The Galloway town of Castle Douglas takes its name from nearby Threave Castle which is a formidable fortress tower built in 1369 by Archibald the Grim, a notorious leader of the warlike Black Douglas clan. The castle lies on an island in the River Dee, and is reached by a short ferry crossing over the fast flowing salmon river. Other outstanding castles in the region include Caerlaverock which stands on the banks of the Solway Firth and was built to defend the Scottish southern border with England. A well kept secret is the deciduous oak forest around Loch Trool, scene of an epic battle and famous victory by Robert the Bruce against invading English forces in the 14th century.

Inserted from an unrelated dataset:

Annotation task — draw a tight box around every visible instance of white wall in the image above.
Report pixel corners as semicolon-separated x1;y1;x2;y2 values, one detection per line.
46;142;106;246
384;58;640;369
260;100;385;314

This part of Scotland is also home to many of Scotland’s early Christian sites, including Whithorn, Dundrennan Abbey and Sweetheart Abbey in the town of New Abbey which house the remains of Lady Devorgilla the founder of this cistercian abbey and her beloved husband John Balliol, who established the college in Oxford University that bears his name.No visit to Dumfries and Galloway would be complete without sampling its rich local agricultural produce; there is an excellent range of organic cheeses available in the village of Beeswing (which takes its name from a famous racehorse) at the Loch Arthur Creamery. Most of the local butchers also take great pride in telling you from exactly which local farm their lamb and beef is sourced; my personal favourite is TH Carson in Dalbeattie which has a formidable array of prizes for quality products ranging from haggis to pies and sausages.
If the weather permits, then there are several excellent golf courses to choose from in the region, including a scenic course at Colvend and a championship links course at Southerness. The village of Carsethorn along the coast from Southerness attracts many visitors from the USA, as it houses a small museum to the village’s local hero, Admiral John Paul Jones. The museum is in the gardener’s cottage for the Arbigland Estate, where John Paul Jones was born and brought up, before he emigrated to North America, later becoming the father of the American Navy during the American War of Independence against Britain – a different kind of 18th century Brexit.